Lentils are good for you. They’re one of the cheapest sources of high quality plant protein. They cook quickly. And…how I wish I liked them. I mean, they’re OK. I’m not against eating them once or twice a month. But more than that and I start to gag at the thought of those slightly musty, pebble-like legumes.
I finally found a recipe I like them in. As in, “Wow, I’m really enjoying this!” instead of, “Well, at least they’re good for me.” It’s a vegetarian (easily veganized) version of shepherd’s pie adapted from Vicki Smallwood’s 100 Great Recipes: Vegetarian. Shepherd’s Pie is a stew topped with mashed potatoes and baked until golden on top. This recipe isn’t super fast, but it’s difficult to mess up, adaptable, cheap, and so enjoyable you might even forget how good it is for you. It’s a good dish to make in the winter when root vegetables are readily available. Go ahead and try different vegetables in it — sweet potatoes, turnips, celery root…I bet it’ll taste fine. As with all my recipes, proportions are flexible and forgiving.
Vegetarian Shepherd’s Pie (serves 4)
For the top:
- 1.5lb russet potatoes, peeled and cubed
- 1/2c milk (can be omitted for vegan version)
- 2 TB butter or margarine
- salt to taste
For the stew:
- 2TB vegetable oil
- 1 onion, chopped
- 3 stalks celery, chopped
- 1c carrots (about one big one), cut into small cubes
- 1 medium parsnip, small cubes
- 1 medium rutabaga, small cubes
- 1 c green lentils
- 1 14oz can diced tomatoes (highly recommend fire-roasted for more flavor)
- 2 tsp nutritional yeast
- 2/3c vegetable stock
- about 1/2 c water
- dash of garlic powder
- salt and pepper to taste
1. Boil potatoes 12-15 minutes until tender. Drain and mash with milk, butter, and salt to taste. A little chunky is OK.

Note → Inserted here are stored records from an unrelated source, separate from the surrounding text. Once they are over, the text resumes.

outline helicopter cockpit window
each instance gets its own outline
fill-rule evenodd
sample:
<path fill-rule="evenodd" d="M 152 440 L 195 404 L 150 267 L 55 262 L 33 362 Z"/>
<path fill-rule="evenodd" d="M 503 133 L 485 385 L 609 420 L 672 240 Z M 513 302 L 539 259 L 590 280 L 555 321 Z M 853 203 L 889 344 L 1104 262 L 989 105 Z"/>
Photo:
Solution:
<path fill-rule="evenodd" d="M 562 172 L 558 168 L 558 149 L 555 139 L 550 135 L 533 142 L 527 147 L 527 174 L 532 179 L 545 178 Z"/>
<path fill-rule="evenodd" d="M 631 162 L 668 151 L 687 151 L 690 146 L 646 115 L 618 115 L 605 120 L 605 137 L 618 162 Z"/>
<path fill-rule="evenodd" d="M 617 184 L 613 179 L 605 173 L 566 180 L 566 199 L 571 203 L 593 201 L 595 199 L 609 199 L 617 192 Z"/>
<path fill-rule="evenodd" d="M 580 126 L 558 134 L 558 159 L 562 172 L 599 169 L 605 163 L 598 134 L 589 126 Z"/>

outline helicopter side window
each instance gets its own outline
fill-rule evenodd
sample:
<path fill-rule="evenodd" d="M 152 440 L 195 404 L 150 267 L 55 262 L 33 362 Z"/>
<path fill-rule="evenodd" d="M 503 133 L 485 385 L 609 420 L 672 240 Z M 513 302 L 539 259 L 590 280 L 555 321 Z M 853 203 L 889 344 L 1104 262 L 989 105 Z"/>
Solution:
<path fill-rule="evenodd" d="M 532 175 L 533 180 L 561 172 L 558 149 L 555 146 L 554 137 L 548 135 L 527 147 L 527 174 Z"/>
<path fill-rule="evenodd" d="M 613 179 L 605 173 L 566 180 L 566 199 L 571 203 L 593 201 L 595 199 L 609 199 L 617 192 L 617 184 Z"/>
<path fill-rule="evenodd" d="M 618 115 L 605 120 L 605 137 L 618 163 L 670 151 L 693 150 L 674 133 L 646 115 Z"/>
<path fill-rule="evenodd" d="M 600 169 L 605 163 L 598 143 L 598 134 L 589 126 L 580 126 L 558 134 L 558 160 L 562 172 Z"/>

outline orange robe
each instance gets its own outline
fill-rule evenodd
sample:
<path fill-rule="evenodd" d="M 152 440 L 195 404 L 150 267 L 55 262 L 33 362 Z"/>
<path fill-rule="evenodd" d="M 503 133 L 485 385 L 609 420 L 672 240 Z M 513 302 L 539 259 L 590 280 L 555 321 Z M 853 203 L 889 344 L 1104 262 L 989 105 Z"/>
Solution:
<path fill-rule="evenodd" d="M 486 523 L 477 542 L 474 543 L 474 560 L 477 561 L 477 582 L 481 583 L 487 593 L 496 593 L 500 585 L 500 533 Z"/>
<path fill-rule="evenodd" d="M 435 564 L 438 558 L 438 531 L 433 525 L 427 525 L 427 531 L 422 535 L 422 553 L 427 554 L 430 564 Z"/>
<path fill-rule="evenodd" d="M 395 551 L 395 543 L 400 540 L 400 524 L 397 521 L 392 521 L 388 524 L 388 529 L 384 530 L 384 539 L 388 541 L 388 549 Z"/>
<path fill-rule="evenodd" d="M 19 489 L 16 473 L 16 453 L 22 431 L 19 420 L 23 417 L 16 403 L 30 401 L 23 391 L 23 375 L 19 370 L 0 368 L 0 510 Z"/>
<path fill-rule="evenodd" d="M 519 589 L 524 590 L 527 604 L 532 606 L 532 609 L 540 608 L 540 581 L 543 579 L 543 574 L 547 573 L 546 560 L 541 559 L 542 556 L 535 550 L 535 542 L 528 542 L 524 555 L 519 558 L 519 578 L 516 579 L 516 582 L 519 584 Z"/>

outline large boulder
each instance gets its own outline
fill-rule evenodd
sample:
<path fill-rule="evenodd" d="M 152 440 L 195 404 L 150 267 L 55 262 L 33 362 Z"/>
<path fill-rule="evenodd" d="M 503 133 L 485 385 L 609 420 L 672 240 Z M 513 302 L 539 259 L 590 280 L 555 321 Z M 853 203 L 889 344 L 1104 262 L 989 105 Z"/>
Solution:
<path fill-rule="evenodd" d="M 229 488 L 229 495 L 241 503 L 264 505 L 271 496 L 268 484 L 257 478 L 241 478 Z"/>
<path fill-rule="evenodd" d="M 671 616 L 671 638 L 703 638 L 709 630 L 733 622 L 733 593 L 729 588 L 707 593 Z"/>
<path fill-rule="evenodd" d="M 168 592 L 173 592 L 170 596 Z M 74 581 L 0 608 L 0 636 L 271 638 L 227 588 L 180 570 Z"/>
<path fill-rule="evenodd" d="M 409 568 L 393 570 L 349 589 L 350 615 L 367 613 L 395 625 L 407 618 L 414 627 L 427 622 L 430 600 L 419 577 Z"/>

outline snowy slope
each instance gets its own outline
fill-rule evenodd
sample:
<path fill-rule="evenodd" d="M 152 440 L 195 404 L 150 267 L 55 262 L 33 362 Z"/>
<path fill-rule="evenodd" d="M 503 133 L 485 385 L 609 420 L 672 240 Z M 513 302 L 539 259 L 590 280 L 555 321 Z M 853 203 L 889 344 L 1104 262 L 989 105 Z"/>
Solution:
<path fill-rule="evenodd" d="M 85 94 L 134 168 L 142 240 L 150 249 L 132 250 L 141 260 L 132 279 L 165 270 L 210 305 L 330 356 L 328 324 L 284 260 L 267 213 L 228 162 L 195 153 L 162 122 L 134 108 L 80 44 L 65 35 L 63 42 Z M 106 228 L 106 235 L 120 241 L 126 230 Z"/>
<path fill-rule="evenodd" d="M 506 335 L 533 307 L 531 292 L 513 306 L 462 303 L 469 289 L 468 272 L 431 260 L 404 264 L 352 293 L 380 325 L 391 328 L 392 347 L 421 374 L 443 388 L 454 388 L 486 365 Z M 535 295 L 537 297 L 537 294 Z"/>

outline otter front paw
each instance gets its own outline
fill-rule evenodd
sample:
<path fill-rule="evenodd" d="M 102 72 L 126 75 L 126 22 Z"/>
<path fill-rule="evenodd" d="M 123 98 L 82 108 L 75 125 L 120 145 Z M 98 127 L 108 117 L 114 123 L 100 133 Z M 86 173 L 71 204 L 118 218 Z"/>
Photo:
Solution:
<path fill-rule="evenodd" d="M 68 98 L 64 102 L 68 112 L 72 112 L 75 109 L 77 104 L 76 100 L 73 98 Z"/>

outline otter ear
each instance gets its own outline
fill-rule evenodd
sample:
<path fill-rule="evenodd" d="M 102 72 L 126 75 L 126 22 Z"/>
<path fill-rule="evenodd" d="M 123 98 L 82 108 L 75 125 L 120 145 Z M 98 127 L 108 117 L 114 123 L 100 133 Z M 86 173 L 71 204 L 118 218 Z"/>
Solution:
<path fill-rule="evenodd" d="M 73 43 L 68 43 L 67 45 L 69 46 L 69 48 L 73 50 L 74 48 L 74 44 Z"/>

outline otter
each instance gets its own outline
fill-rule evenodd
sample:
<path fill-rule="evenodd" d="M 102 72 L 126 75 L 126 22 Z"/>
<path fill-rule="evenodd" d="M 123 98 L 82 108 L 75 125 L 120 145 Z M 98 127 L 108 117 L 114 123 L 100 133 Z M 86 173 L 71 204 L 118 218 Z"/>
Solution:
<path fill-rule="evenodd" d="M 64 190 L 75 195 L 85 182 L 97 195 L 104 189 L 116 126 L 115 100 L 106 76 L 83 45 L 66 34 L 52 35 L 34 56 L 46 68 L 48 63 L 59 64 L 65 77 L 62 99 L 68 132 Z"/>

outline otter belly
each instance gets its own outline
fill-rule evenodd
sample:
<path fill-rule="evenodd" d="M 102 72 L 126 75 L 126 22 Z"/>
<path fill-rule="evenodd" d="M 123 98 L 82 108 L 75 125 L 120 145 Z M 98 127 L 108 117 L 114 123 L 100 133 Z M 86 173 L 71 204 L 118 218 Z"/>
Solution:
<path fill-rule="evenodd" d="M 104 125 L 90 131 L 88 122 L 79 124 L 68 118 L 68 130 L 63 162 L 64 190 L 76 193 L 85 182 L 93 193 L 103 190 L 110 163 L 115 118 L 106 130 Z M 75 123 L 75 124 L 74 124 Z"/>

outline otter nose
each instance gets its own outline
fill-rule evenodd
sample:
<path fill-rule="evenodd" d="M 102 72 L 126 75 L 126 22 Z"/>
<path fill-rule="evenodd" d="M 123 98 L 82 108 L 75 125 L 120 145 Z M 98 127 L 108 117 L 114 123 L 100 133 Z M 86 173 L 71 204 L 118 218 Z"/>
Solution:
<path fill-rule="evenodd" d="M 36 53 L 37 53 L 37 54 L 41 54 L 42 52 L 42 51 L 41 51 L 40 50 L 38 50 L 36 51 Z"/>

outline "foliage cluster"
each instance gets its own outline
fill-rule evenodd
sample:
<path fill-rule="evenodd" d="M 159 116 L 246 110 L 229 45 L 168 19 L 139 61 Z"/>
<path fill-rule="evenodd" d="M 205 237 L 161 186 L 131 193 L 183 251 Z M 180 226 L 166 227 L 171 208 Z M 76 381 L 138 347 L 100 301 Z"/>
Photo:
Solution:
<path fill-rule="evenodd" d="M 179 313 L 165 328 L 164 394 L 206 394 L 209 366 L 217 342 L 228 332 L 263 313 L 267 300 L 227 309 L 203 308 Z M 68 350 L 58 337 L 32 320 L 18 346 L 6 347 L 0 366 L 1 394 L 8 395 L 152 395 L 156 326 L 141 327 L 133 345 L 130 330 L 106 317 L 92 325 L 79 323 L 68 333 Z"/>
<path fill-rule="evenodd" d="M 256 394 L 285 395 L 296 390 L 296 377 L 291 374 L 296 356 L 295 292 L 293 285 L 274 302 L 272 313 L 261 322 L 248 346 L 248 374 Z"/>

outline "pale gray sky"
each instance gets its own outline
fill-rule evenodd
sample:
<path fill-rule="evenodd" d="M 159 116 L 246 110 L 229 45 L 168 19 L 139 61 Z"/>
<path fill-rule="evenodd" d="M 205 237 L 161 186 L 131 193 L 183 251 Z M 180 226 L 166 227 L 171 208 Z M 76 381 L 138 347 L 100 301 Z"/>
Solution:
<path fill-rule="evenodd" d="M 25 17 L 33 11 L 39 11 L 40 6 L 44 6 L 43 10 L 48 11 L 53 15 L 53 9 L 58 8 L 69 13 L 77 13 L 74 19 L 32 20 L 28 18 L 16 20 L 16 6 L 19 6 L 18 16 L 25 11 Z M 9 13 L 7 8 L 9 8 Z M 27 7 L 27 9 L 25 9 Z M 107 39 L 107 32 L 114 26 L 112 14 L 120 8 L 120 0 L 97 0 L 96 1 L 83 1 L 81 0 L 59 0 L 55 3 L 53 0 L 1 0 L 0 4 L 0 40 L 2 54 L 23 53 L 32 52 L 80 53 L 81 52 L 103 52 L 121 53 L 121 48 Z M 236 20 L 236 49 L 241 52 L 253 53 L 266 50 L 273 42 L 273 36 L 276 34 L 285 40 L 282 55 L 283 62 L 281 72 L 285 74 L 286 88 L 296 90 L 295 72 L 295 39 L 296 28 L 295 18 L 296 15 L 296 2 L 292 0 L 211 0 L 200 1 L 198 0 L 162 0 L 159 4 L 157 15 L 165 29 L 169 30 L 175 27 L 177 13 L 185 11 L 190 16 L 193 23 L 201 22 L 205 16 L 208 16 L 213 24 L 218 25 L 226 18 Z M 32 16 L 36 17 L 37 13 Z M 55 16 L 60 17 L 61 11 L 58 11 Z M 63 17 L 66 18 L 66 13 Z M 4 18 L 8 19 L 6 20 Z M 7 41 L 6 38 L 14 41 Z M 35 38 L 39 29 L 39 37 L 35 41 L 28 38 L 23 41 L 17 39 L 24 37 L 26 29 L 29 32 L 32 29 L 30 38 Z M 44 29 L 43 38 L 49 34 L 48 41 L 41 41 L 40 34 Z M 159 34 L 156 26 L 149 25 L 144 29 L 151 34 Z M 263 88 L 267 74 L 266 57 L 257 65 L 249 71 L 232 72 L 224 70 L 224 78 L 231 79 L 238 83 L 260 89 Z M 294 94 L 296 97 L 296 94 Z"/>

2. While potatoes are boiling, chop onions, celery, carrots, and rutabaga. Do smaller cubes if you’re in a hurry.
3. Heat 2TB vegetable oil in a pot and saute onion on medium until fragrant (about 5 minutes). Add other vegetables and continue sauteing another 5 minutes.
4. Add green lentils, stock, tomatoes, nutritional yeast, garlic powder, and just enough water to cover. Bring to a boil and simmer about 20 minutes, or until lentils are just tender. (You can try red lentils to reduce the simmering time.) I recommend (ahem!) also trying some of the vegetables to make sure the crunch has gone out of them, too. They will not get much softer in the oven. Season to taste.
5. While lentils are simmering, preheat oven to 350 and spray an 8×8 dish (optional, makes clean up somewhat easier). Pour in lentils and top with mashed potatoes, using a spatula to smooth potatoes into one layer. You might end up with extra mashed potatoes. Extra mashed potatoes have never been a problem in my household.
6. Bake for 25-30 minutes, or until potatoes are lightly golden. Alternately, you could try broiling it for just a few minutes.
This is a hearty, warming winter meal. I loved it with the smoky fire-roasted tomatoes, which complemented the earthy flavor of the lentils. It’s also a good way to work in some different root vegetables. Parsnips are a slightly sweet, fragrant root vegetable that tend to get overlooked, and that’s to say nothing of the homely celeriac or rutabaga.
I’m willing to eat lentils in soup, chili, and dal, but this recipe is my new favorite way to get them in to my diet. Do you like lentils? What are your favorite recipes?